Due to this news on the front page: http://www.mudgeeguardian.com.au/story/2409729/the-mid-western-region-has-a-potential-rail-trail-in-its-backyard/?cs=1485


Due to the government now committing funding, does that mean that this bill has now passed, and got rid of the Act of Parliament about officially closing rail lines?
Newcastle Express


This particular bill - like most private member's bills from the NSW upper house - has not progressed at all.  In any case, it does not give the NSW government the right to dispose of rail lines as proposed with Newcastle.  

I don't know why the government would decide to allocate funding to Rail Trails without the legislative authority to implement them.  But then, they've made the same decision with the Newcastle rail line.  Hopefully ICAC will (eventually) do a better job of sorting them out than they did with Obeid.
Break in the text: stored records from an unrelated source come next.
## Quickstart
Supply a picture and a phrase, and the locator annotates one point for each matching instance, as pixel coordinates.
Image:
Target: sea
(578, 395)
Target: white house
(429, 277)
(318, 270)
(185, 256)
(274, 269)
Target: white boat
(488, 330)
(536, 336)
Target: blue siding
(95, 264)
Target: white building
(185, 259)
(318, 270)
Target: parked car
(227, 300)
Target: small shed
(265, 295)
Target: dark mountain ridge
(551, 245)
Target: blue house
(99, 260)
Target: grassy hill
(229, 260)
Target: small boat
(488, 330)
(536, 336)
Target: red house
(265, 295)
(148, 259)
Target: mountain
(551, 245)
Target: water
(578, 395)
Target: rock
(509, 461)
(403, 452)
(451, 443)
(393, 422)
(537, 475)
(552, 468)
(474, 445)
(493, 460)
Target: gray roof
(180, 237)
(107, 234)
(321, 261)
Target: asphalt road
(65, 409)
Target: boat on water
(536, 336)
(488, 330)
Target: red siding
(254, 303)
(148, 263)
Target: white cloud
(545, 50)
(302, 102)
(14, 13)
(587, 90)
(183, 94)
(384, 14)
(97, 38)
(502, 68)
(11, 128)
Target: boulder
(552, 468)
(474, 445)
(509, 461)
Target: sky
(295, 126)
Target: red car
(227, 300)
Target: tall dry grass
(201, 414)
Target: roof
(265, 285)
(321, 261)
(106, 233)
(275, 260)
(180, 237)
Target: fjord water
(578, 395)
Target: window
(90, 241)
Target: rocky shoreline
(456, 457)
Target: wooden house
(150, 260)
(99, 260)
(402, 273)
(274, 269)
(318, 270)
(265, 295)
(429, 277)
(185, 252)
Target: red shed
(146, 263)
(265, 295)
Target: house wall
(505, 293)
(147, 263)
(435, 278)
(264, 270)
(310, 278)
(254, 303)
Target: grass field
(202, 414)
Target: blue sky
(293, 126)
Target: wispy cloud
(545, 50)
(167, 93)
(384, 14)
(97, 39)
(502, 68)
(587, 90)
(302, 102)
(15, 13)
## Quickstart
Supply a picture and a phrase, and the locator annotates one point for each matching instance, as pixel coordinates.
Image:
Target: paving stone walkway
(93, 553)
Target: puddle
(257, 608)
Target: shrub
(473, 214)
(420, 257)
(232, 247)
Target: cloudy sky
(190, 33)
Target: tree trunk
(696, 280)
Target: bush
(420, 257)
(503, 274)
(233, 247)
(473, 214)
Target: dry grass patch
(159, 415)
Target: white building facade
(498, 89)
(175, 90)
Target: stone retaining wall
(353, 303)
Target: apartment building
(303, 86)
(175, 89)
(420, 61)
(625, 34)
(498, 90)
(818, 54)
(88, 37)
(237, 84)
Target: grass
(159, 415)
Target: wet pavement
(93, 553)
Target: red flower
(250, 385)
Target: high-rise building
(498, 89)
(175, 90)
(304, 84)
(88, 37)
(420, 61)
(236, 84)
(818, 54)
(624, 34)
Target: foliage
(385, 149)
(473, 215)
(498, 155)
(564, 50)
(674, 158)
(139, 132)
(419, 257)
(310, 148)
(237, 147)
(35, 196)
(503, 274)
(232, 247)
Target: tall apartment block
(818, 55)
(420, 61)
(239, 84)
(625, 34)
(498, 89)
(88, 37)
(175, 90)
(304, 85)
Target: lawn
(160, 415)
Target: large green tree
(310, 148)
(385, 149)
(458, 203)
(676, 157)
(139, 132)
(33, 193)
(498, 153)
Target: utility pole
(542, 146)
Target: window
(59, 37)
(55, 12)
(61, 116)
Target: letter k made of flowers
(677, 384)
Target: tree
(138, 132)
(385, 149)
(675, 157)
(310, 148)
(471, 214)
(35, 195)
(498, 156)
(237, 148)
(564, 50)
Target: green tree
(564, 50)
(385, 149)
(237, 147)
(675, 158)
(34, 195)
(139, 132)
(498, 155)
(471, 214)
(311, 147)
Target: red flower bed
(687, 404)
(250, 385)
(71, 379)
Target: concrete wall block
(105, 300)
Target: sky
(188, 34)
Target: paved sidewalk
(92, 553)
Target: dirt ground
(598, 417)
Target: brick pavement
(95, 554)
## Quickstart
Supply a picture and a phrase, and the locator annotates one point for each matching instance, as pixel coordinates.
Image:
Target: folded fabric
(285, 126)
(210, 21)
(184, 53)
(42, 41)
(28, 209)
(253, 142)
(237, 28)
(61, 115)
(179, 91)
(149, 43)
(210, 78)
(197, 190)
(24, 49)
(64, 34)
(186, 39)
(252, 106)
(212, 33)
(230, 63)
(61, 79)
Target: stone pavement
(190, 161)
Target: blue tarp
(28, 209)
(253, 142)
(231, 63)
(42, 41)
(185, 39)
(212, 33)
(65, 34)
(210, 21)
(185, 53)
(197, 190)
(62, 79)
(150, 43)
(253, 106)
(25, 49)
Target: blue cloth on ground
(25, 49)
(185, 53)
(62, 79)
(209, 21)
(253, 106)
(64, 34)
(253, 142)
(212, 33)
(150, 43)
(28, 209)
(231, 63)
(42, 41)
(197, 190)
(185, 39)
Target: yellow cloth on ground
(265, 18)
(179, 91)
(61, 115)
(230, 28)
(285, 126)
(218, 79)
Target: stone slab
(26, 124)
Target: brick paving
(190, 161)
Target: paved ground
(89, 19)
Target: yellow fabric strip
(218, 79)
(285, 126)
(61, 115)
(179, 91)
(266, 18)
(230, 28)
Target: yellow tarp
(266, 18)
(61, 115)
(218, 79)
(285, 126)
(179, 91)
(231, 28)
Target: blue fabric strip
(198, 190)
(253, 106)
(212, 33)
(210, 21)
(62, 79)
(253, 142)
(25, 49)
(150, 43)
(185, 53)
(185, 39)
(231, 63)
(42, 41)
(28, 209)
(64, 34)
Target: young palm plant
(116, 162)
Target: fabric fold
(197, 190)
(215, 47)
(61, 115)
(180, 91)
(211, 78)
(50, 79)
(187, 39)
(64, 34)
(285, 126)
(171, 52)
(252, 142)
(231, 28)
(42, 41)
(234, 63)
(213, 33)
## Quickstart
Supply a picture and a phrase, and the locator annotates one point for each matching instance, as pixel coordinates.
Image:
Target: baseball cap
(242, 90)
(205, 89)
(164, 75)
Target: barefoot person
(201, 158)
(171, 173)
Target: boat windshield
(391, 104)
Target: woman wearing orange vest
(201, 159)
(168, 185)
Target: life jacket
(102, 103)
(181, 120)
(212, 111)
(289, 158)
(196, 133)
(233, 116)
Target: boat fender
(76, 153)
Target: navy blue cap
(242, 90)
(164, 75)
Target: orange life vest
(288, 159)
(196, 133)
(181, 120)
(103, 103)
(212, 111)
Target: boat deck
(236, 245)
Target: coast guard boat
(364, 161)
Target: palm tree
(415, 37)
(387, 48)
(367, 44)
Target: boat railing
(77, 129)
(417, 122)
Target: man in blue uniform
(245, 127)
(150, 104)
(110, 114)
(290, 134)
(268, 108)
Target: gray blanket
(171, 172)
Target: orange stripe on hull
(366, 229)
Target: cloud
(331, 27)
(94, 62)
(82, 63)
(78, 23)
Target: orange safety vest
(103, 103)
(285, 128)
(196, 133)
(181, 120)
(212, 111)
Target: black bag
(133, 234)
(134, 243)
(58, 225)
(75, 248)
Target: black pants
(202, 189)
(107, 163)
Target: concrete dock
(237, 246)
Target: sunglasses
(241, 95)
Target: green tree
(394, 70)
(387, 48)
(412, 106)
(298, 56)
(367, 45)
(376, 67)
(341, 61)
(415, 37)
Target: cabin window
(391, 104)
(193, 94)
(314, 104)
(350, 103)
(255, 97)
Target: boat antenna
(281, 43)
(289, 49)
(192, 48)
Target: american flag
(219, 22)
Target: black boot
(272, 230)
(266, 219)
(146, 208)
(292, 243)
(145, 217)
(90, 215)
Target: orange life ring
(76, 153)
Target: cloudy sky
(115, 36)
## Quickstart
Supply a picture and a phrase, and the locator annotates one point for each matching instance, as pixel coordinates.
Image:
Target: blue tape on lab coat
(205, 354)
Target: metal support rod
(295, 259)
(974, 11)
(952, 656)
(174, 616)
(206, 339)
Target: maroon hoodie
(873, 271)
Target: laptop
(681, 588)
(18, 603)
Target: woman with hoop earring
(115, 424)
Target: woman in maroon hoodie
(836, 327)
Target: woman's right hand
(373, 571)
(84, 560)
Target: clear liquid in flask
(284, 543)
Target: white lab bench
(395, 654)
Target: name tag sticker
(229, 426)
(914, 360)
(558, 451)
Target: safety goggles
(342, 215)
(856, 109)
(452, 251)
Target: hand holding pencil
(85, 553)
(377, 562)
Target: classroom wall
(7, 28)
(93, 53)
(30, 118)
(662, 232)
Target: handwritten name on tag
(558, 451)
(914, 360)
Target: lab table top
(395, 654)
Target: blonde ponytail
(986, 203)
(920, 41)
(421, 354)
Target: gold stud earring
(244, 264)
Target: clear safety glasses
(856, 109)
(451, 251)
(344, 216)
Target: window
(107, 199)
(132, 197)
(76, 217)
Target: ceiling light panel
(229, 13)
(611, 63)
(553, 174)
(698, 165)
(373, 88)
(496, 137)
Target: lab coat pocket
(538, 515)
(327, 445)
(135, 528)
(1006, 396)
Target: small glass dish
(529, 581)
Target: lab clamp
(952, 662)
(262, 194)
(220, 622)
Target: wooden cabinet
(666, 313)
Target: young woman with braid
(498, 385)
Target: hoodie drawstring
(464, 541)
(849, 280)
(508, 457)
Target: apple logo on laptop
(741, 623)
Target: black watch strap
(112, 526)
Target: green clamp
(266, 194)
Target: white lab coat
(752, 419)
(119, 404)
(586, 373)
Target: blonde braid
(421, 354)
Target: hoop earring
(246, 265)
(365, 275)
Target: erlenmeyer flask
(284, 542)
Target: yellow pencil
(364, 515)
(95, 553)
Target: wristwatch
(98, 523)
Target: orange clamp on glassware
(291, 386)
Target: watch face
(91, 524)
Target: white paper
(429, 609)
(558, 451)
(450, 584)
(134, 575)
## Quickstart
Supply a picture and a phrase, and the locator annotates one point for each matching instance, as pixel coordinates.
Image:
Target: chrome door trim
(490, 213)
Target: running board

It would seem to me that a legal challenge (though who would want to fund it?) could still prevent the disposal of the Newcastle Line Corridor.

If there has been any legislative changes, they may try and slip them in through the budget papers, which might be why there is $110mil allocated for Rail Trails.
  Newcastle Express Chief Commissioner

This particular bill - like most private member's bills from the NSW upper house - has not progressed at all. In any case, it does not give the NSW government the right to dispose of rail lines as proposed with Newcastle.
djf01
This was not about the Newcastle Rail Line, it's about all NSW rail lines in general.

So if it hasn't been passed, I wonder why the NSW has committed funding to them?? (Oh wait, we are talking about the NSW government!!)
  Newcastle Express Chief Commissioner

Has anyone got any updated information about this please?
  djf01 Chief Commissioner

Has anyone got any updated information about this please?
Newcastle Express

As far as I can tell, nothing has changed.